STimage-1K4M: A histopathology image-gene expression dataset for spatial transcriptomics

Read original: arXiv:2406.06393 - Published 6/21/2024 by Jiawen Chen, Muqing Zhou, Wenrong Wu, Jinwei Zhang, Yun Li, Didong Li
Total Score

0

STimage-1K4M: A histopathology image-gene expression dataset for spatial transcriptomics

Sign in to get full access

or

If you already have an account, we'll log you in

Overview

  • This paper presents a new dataset called STimage-1K4M, which combines histopathology images and gene expression data for spatial transcriptomics research.
  • The dataset is derived from 1,000 tissue samples from 400 patients with various cancer types, providing a rich resource for studying the relationship between tissue morphology and underlying molecular profiles.
  • The authors demonstrate the utility of this dataset through several case studies, showcasing its potential to advance spatial biology and precision medicine.

Plain English Explanation

The paper introduces a new dataset called STimage-1K4M, which combines high-resolution microscope images of tissue samples with information about the gene expression patterns in those tissues. This type of dataset is valuable for researchers studying spatial transcriptomics, which is the field of understanding how the activity of genes is organized within the physical structure of tissues.

The STimage-1K4M dataset includes 1,000 tissue samples from 400 patients with various types of cancer. By having both the detailed images and the gene expression data, researchers can explore how the visual appearance of the tissue is related to the underlying molecular biology. This could lead to new insights into how different diseases manifest in the structure and function of tissues, which could in turn inform the development of better diagnostic tools and treatments.

Technical Explanation

The STimage-1K4M dataset combines high-resolution histopathology images and spatially resolved gene expression data from 1,000 tissue samples across 400 cancer patients. The authors curated this dataset to enable research in spatial transcriptomics, which seeks to understand how the spatial organization of cells and tissues relates to their molecular profiles.

The dataset includes tissue samples from a variety of cancer types, including breast, prostate, lung, and colorectal cancer. For each sample, the authors provide a high-resolution histopathology image as well as gene expression data obtained using spatial transcriptomics techniques like Slide-seq and 10x Genomics Visium. This allows researchers to study the connections between tissue morphology and underlying molecular profiles.

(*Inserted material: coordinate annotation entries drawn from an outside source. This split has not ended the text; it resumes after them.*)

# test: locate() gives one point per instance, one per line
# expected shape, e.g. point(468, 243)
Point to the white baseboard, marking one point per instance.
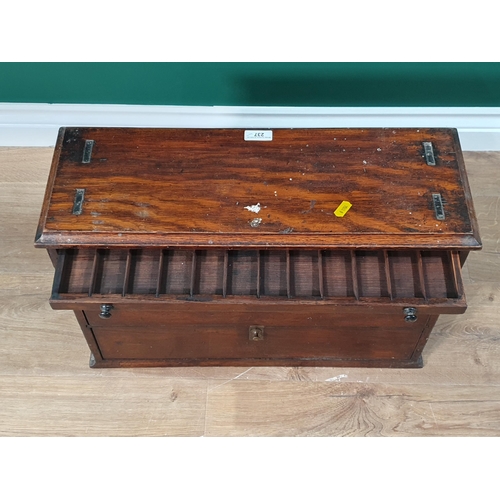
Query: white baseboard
point(37, 124)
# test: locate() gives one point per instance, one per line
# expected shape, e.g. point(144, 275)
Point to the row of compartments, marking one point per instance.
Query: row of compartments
point(285, 273)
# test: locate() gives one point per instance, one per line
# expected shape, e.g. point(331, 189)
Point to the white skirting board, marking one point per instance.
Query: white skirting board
point(37, 124)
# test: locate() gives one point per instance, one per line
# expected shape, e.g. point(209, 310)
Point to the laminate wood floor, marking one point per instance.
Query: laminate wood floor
point(47, 388)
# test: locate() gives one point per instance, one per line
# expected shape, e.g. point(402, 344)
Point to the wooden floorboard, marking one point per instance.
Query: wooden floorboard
point(47, 388)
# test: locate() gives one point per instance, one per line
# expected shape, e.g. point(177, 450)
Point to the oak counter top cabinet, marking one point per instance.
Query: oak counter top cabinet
point(291, 247)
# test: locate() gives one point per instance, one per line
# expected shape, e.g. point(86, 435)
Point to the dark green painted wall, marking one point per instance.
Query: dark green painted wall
point(254, 84)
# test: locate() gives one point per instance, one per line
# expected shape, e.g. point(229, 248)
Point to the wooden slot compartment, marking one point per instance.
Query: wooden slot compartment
point(76, 274)
point(371, 275)
point(176, 272)
point(109, 272)
point(337, 273)
point(242, 272)
point(404, 274)
point(273, 280)
point(304, 274)
point(143, 272)
point(209, 272)
point(438, 275)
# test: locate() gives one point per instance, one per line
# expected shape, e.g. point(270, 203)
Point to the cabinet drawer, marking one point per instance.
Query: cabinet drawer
point(229, 335)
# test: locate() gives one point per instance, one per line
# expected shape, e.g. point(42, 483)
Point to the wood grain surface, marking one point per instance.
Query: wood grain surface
point(198, 187)
point(47, 389)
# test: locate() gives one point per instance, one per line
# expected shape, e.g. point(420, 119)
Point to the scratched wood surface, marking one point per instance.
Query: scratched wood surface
point(210, 187)
point(47, 389)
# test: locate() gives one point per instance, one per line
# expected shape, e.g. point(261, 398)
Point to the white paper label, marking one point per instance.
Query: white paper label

The authors demonstrate the utility of the STimage-1K4M dataset through several case studies, including analyzing spatial gene expression patterns in tumor microenvironments and predicting gene expression from histology images using cross-modal deep learning models.

Critical Analysis

The STimage-1K4M dataset represents a valuable resource for spatial transcriptomics research, but the authors acknowledge some limitations. The tissue samples are primarily from cancer patients, which may limit the generalizability to non-cancer tissues. Additionally, the gene expression data is based on spatial transcriptomics techniques that have inherent resolution and sensitivity constraints.

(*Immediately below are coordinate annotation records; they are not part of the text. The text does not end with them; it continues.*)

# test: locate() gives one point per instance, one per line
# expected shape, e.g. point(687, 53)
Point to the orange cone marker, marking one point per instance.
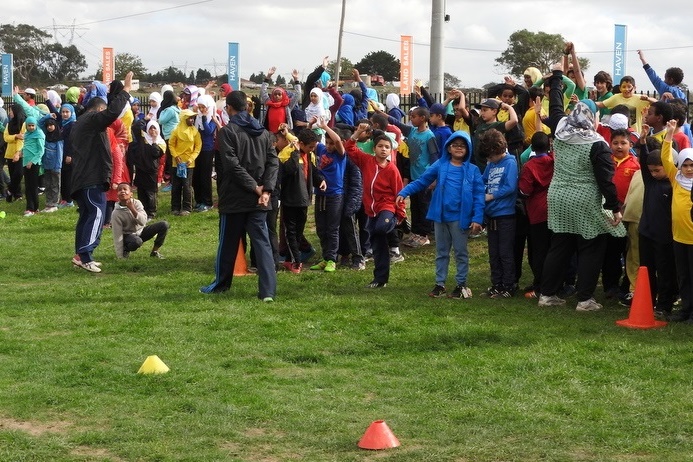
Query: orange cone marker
point(641, 309)
point(240, 267)
point(378, 436)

Further research is needed to fully understand the relationship between tissue morphology and molecular profiles, and to develop more robust computational methods for integrating these multi-modal data sources. Nonetheless, this dataset provides an important foundation for advancing the field of spatial biology and its applications in precision medicine.

Conclusion

The STimage-1K4M dataset combines high-resolution histopathology images and spatial gene expression data, creating a powerful resource for researchers studying the connections between tissue structure and molecular function. By making this dataset publicly available, the authors have opened up new avenues for advancements in spatial transcriptomics, with potential implications for early disease detection, personalized treatment, and a deeper understanding of the complex interplay between cells and their microenvironment.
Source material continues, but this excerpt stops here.